Camilla Collett (1813-1895) servì la causa del femminismo norvegese percorrendo temi già sollevati in Europa, ma nuovi per il piccolo paese scandinavo: i matrimoni forzati, il diritto ad esprimere i propri sentimenti, le relazioni di genere, l’istruzione, la maternità, la vedovanza, la prostituzione.
Pur non navigando – in modo analogo al compatriota, poeta e drammaturgo, Henrik Ibsen – le onde del femminismo militante, Collett è per così dire figlia delle grandi madri del femminismo illuminista europeo, da Olympe de Gouges a Mary Wollstonecraft, da Madame de Stäel a George Sand.

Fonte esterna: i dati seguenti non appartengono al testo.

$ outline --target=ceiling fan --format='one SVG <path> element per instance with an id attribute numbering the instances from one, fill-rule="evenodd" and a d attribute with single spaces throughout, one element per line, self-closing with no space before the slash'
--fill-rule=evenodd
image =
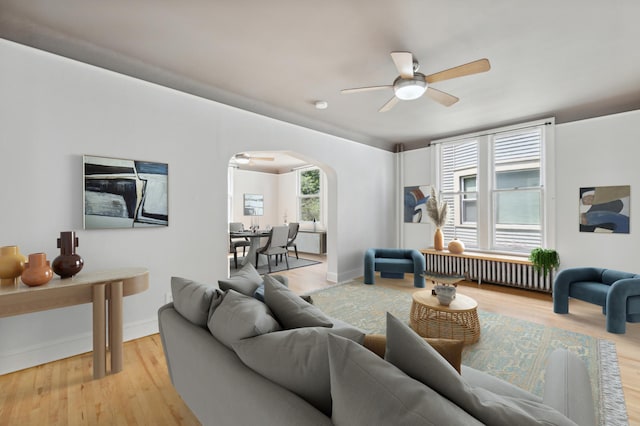
<path id="1" fill-rule="evenodd" d="M 249 155 L 246 152 L 241 152 L 233 156 L 233 159 L 238 164 L 249 164 L 252 161 L 273 161 L 274 157 L 254 157 L 253 155 Z"/>
<path id="2" fill-rule="evenodd" d="M 424 75 L 417 72 L 420 68 L 420 64 L 413 57 L 411 52 L 391 52 L 391 59 L 393 60 L 398 73 L 400 73 L 400 75 L 394 80 L 393 84 L 344 89 L 341 90 L 340 93 L 348 94 L 368 92 L 370 90 L 393 89 L 393 98 L 384 104 L 382 108 L 379 109 L 379 112 L 389 111 L 400 100 L 410 101 L 418 99 L 424 94 L 434 101 L 448 107 L 455 104 L 460 99 L 441 90 L 434 89 L 431 87 L 432 83 L 450 80 L 457 77 L 464 77 L 471 74 L 478 74 L 491 69 L 489 60 L 485 58 L 434 74 Z"/>

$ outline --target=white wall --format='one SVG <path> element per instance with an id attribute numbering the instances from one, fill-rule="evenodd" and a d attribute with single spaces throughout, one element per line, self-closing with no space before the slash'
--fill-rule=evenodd
<path id="1" fill-rule="evenodd" d="M 556 126 L 556 223 L 561 268 L 597 266 L 640 273 L 640 111 Z M 580 187 L 631 185 L 629 234 L 578 230 Z"/>
<path id="2" fill-rule="evenodd" d="M 298 193 L 298 183 L 296 172 L 278 175 L 278 191 L 280 194 L 293 194 L 291 197 L 280 196 L 280 205 L 278 207 L 280 223 L 284 222 L 285 216 L 287 217 L 287 223 L 297 222 L 298 198 L 295 195 Z"/>
<path id="3" fill-rule="evenodd" d="M 282 225 L 280 210 L 280 175 L 234 170 L 233 172 L 233 222 L 242 222 L 245 229 L 253 224 L 265 229 L 268 226 Z M 264 215 L 244 215 L 244 194 L 261 194 L 264 197 Z"/>
<path id="4" fill-rule="evenodd" d="M 435 185 L 436 175 L 433 167 L 433 149 L 421 148 L 400 154 L 402 182 L 400 184 L 400 194 L 404 194 L 405 186 Z M 404 199 L 400 197 L 400 204 Z M 403 212 L 400 211 L 400 220 L 403 220 Z M 433 246 L 433 233 L 435 228 L 427 218 L 425 223 L 402 223 L 403 248 L 424 249 Z"/>
<path id="5" fill-rule="evenodd" d="M 171 276 L 226 275 L 236 152 L 295 151 L 327 173 L 330 279 L 361 276 L 365 249 L 394 240 L 393 153 L 6 40 L 0 63 L 0 245 L 53 259 L 59 232 L 76 230 L 87 271 L 149 268 L 149 290 L 125 299 L 125 339 L 157 331 Z M 169 163 L 169 227 L 83 231 L 83 154 Z M 0 336 L 0 374 L 85 352 L 91 310 L 2 318 Z"/>
<path id="6" fill-rule="evenodd" d="M 553 147 L 552 147 L 553 149 Z M 404 186 L 433 184 L 434 164 L 430 148 L 402 154 Z M 640 247 L 640 111 L 609 115 L 555 126 L 555 229 L 551 236 L 560 253 L 561 269 L 598 266 L 638 272 Z M 579 232 L 578 191 L 586 186 L 631 185 L 631 233 Z M 553 203 L 551 203 L 553 204 Z M 552 207 L 553 208 L 553 207 Z M 400 217 L 402 220 L 402 217 Z M 403 224 L 403 247 L 433 244 L 433 228 Z M 445 241 L 446 243 L 446 241 Z"/>

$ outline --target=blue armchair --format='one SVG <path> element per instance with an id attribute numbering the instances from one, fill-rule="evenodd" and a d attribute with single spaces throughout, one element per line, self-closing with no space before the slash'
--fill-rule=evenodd
<path id="1" fill-rule="evenodd" d="M 640 322 L 640 275 L 604 268 L 568 268 L 553 283 L 553 312 L 569 313 L 569 297 L 602 306 L 609 333 Z"/>
<path id="2" fill-rule="evenodd" d="M 424 288 L 426 261 L 422 253 L 411 249 L 371 248 L 364 254 L 364 283 L 375 284 L 375 271 L 382 278 L 404 278 L 413 273 L 413 286 Z"/>

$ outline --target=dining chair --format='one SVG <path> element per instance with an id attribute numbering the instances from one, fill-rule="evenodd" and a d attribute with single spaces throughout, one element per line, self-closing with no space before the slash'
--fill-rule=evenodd
<path id="1" fill-rule="evenodd" d="M 298 257 L 298 246 L 296 245 L 296 238 L 298 237 L 298 230 L 300 229 L 300 224 L 298 222 L 291 222 L 289 224 L 289 240 L 287 241 L 287 249 L 289 247 L 293 247 L 296 252 L 296 259 Z"/>
<path id="2" fill-rule="evenodd" d="M 256 251 L 256 269 L 258 268 L 258 258 L 261 254 L 267 256 L 267 266 L 269 267 L 269 273 L 271 273 L 271 256 L 274 255 L 276 256 L 276 266 L 278 266 L 278 255 L 284 255 L 287 269 L 289 269 L 289 259 L 287 258 L 288 238 L 288 226 L 274 226 L 273 228 L 271 228 L 267 244 Z"/>
<path id="3" fill-rule="evenodd" d="M 242 232 L 244 225 L 242 222 L 229 222 L 229 232 Z M 247 237 L 233 237 L 229 234 L 229 253 L 233 253 L 233 262 L 238 269 L 238 247 L 242 247 L 242 256 L 245 256 L 245 250 L 251 245 Z"/>

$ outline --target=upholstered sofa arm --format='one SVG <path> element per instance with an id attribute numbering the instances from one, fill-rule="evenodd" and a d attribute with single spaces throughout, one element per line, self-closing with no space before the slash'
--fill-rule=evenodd
<path id="1" fill-rule="evenodd" d="M 368 249 L 364 252 L 364 283 L 373 284 L 376 274 L 376 249 Z"/>
<path id="2" fill-rule="evenodd" d="M 418 250 L 411 250 L 411 259 L 413 260 L 413 265 L 416 271 L 423 273 L 427 269 L 427 261 L 425 260 L 424 255 Z"/>
<path id="3" fill-rule="evenodd" d="M 607 331 L 622 334 L 626 331 L 627 299 L 640 296 L 640 278 L 625 278 L 611 285 L 607 293 Z"/>
<path id="4" fill-rule="evenodd" d="M 543 403 L 576 424 L 595 426 L 596 414 L 589 372 L 573 352 L 556 349 L 547 359 Z"/>
<path id="5" fill-rule="evenodd" d="M 569 313 L 569 287 L 578 281 L 600 281 L 603 268 L 567 268 L 558 272 L 553 282 L 553 312 Z"/>

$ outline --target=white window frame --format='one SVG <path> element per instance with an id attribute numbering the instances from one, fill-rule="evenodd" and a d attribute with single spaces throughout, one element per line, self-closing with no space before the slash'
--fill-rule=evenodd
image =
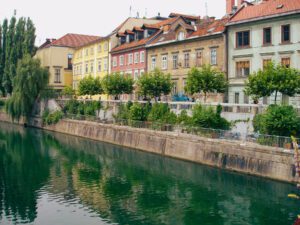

Il suo fu più propriamente un femminismo “di carne ed ossa” che, dispiegandosi nell’intreccio tra vissuto biografico ed esperienza di scrittura, spianò la strada per l’emancipazione femminile: mentre le sue idee, come foglie al vento, si sollevavano trasportando i semi della liberazione interiore, a partire dagli ultimi due decenni dell’Ottocento andavano congiuntamente compiendosi in Norvegia le conquiste dei diritti civili, politici ed economici delle donne, conquiste che culmineranno col riconoscimento del suffragio universale.